= Yama Zhao =

Yama Zhao (趙閻王 (Zhào Yánwáng, Chao Yen-wang)) is a play written by Hong Shen in 1922. It was first produced in Shanghai in February 1923, and Hong played the title role. The play strongly opposed the brutal warfare that plagued China at the time, which is now known as the Warlord Era. The play was well received and established Hong Shen's reputation as a playwright.

==Inception==
Hong got the inspiration of Yama Zhao in the spring of 1922, shortly after the first battle between two warlords Zhang Zuolin and Wu Peifu. Hong was on a train to northern China when he overheard some soldiers' conversation. They mentioned that Wu's army buried many of Zhang's soldiers alive after winning the battle in order to take possession of their enemies' belongings. This unnerving conversation eventually led Hong to dramatize this incident in Yama Zhao.

==Plot==
Set in the Warlord Era, the play tells the tragic story of Zhao Da, a body guard to a commander of a battalion. Zhao is nicknamed Yama Zhao, meaning "Zhao, the king of Hell," due to his valor and experience on the battlefield. The commander has not paid members of the entire battalion for five months. Instead, he has pocketed the soldier's salaries and gambled away some of them. Under such circumstance, Zhao, disappointed by his unrewarded service and incited by his fellow soldier Old Li, takes hold of the payroll money and fled into a nearby jungle. He then loses his way and experiences a series of hallucinations before being shot dead by his pursuers. In the end, Li buries Zhao after the rest of the pursuing squad has returned. Li retrieves the money that Zhao has hidden around his waist and flees into the jungle.
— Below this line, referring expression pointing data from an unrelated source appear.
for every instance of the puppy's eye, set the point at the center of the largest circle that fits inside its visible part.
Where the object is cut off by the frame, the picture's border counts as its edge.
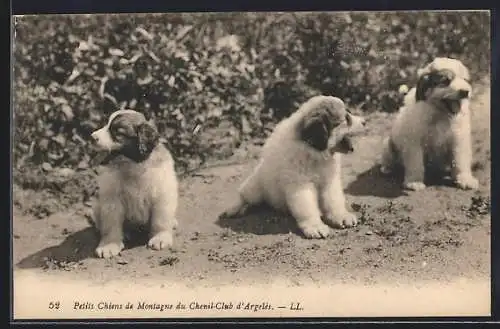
(348, 119)
(121, 131)
(445, 79)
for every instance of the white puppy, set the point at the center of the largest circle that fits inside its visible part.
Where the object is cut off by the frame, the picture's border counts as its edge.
(138, 184)
(300, 168)
(432, 130)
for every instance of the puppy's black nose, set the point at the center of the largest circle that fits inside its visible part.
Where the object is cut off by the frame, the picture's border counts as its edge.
(463, 93)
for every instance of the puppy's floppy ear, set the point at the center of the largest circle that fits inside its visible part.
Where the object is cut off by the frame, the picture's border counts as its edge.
(147, 138)
(423, 85)
(316, 131)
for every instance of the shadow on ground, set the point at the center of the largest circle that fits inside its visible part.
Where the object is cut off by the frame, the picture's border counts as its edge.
(78, 247)
(75, 248)
(373, 183)
(261, 220)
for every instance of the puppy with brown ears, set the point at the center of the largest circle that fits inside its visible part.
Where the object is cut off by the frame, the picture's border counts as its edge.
(300, 168)
(138, 184)
(432, 130)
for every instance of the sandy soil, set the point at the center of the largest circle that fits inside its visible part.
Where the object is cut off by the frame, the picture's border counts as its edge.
(439, 234)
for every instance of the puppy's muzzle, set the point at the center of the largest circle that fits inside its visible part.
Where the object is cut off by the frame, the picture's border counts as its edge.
(345, 144)
(463, 93)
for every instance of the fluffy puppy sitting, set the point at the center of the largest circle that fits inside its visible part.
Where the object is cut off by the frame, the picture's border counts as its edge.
(138, 184)
(432, 130)
(300, 168)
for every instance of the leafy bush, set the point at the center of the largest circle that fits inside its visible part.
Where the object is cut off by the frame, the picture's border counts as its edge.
(211, 81)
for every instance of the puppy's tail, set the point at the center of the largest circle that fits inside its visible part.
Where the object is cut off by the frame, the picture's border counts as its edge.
(410, 97)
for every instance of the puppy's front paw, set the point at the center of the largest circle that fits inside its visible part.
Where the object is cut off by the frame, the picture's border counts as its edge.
(109, 250)
(467, 182)
(414, 186)
(385, 170)
(161, 240)
(237, 210)
(343, 220)
(315, 230)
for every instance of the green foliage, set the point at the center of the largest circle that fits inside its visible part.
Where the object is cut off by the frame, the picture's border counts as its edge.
(240, 71)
According to David Y. Chen, the nine scenes of the play can be roughly divided into three parts: "the first scene exposes [Zhao Da]'s struggle between duty and wealth which ends in his escape with his booty. The second scene begins with his entering the forest. From this point on, the rest of the play closely resembles the forest section of The Emperor Jones, only in the illusions the past experiences of the Negro convicts are changed for those of the Chinese soldier."
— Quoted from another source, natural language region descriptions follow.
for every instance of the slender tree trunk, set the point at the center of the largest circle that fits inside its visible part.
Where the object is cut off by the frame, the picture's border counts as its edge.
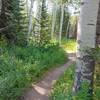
(86, 38)
(61, 23)
(53, 21)
(30, 18)
(27, 8)
(98, 29)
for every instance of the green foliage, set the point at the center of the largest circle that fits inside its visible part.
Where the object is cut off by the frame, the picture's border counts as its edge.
(42, 27)
(14, 17)
(19, 66)
(63, 87)
(69, 45)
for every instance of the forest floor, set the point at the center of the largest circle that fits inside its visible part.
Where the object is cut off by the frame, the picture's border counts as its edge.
(42, 89)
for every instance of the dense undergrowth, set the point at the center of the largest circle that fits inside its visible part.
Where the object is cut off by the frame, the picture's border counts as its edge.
(69, 45)
(63, 88)
(19, 66)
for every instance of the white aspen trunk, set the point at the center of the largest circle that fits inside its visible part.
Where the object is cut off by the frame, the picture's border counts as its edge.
(86, 38)
(61, 23)
(67, 28)
(30, 18)
(27, 8)
(53, 20)
(98, 29)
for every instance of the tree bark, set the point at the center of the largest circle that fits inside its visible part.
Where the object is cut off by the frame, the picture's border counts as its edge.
(86, 39)
(53, 21)
(30, 18)
(98, 29)
(61, 22)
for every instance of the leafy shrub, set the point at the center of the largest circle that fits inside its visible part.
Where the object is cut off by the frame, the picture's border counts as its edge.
(63, 88)
(19, 66)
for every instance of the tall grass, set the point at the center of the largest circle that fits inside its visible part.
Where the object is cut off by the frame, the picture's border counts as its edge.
(19, 66)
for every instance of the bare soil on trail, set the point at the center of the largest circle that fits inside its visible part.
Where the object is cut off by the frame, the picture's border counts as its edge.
(41, 90)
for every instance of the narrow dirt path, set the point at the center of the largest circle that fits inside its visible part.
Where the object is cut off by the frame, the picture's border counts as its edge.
(41, 90)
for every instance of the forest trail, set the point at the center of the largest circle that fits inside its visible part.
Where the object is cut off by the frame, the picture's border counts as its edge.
(42, 89)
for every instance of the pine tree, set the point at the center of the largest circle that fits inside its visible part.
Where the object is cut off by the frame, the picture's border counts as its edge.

==Plagiarism controversy==
Hong's Yama Zhao bears clear a resemblance to Eugene O'Neill's The Emperor Jones by "[borrowing] from its American prototypes the money motif, the structure of plot, the scene division, and the psychological treatment of hallucinations in a forest setting." Due to the similarities between Yama Zhao and The Emperor Jones, Hong faced charges of plagiarism from the Chinese literati when his play premiered in Shanghai in 1923. Hong later addressed the controversy in a 1933 article entitled "O'Neill and Hong Shen: An Imaginary Conversation (Ouni’er yu Hong Shen: yidu xiangxiang de duihua)."